“Una ciudad no se construye solo con concreto, sino con identidad y alma”. La frase, pronunciada el pasado martes por la alcaldesa del municipio de Centro, Yolanda Osuna Huerta, durante una entrevista radiofónica, podría parecer un simple recurso retórico, pero en realidad encierra una verdad profunda que muchas veces es ignorada en los debates sobre desarrollo urbano.
Construir infraestructura, mejorar vialidades, ampliar la red de servicios básicos, son tareas indispensables para cualquier gobierno. Pero sin cohesión social, sin sentido de pertenencia, sin comunidad, ninguna obra pública es suficiente. Lo que hace que una ciudad funcione —y perdure— es el tejido invisible que une a sus habitantes: valores compartidos, espacios comunes habitados con dignidad, políticas públicas que, además de atender lo material, también nutren la vida en común.
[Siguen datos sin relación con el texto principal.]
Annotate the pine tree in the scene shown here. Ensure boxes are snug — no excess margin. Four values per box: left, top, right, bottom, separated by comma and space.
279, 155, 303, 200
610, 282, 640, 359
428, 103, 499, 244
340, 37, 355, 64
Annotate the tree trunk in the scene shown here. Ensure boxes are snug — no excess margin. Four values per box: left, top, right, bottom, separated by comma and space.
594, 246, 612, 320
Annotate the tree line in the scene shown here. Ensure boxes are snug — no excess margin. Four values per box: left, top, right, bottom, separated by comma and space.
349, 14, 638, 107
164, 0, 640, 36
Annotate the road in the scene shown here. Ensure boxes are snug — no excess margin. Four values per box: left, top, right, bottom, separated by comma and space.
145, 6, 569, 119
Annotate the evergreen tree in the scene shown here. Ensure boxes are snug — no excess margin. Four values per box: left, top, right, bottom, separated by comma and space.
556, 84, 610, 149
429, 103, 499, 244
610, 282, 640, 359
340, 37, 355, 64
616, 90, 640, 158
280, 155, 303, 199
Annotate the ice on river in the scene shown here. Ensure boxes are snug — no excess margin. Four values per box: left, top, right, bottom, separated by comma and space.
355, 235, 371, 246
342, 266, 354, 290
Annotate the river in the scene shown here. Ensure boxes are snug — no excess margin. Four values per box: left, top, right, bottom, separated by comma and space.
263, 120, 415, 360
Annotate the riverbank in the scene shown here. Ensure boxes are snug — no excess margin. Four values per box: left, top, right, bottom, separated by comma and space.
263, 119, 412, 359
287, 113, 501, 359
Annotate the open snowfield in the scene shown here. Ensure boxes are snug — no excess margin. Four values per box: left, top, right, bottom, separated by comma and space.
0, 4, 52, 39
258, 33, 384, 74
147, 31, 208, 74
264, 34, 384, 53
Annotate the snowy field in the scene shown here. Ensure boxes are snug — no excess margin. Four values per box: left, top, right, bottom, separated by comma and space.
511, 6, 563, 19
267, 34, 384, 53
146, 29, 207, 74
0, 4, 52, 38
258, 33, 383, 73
Esta visión no es nueva. Algunos de los pensadores más influyentes de la historia ya hablaban de esto hace siglos. Aristóteles, por ejemplo, sostenía que la “polis” no era solo un lugar para vivir; era una comunidad para vivir bien. En su obra “Política” —particularmente en los Libros I y III— afirmaba que una ciudad no puede ser entendida como una simple agregación de casas y caminos, sino como un organismo vivo que debe orientarse al bien común. Para él, la función del buen gobernante era doble: asegurar los medios materiales para la vida —alimentación, defensa, vivienda—, pero también cultivar la virtud entre los ciudadanos.
De manera similar, Marco Aurelio, emperador y filósofo estoico, comprendía la ciudad como una red de deberes mutuos. En sus “Meditaciones” escribe que “lo que no beneficia al enjambre, tampoco beneficia a la abeja”, frase que subraya la conexión inseparable entre el bienestar individual y el bienestar colectivo. Gobernar, entonces, va más allá de administrar recursos: consiste en construir un entorno donde las personas puedan florecer en comunidad.
Incluso en tiempos más recientes, Jane Jacobs, activista y pensadora urbana del siglo XX que impulsó nuevos enfoques comunitarios de planificación, advirtió sobre los peligros de los desarrollos urbanos que ignoran las dinámicas sociales. Para ella, la vitalidad de una ciudad dependía más de sus calles vivas, sus espacios públicos llenos, sus redes vecinales y su diversidad humana, que de los grandes edificios, calles relumbrantes y autopistas.
Volviendo al presente, los municipios —como el de Centro y cualquier otro de México y del mundo— enfrentan retos complejos. Mejorar los servicios públicos es necesario, pero no suficiente. Hacerlo mientras se fomentan políticas que promuevan la convivencia, el respeto, la cultura y el arraigo comunitario, es lo que permite pasar de un territorio administrado a una ciudad con alma.
La frase de la alcaldesa que se expuso al principio, por tanto, no es un eslogan vacío, sino una tesis de gobierno que muchos actores deberían considerar antes de enjuiciar. Una ciudad sin alma es solo cemento; una ciudad con identidad es hogar.
Si esta reflexión sirve como lección, recordemos que la historia y la filosofía no solo están en los libros: están en las calles, en los parques, en las decisiones públicas y en la forma en que una comunidad decide convivir y construirse a sí misma.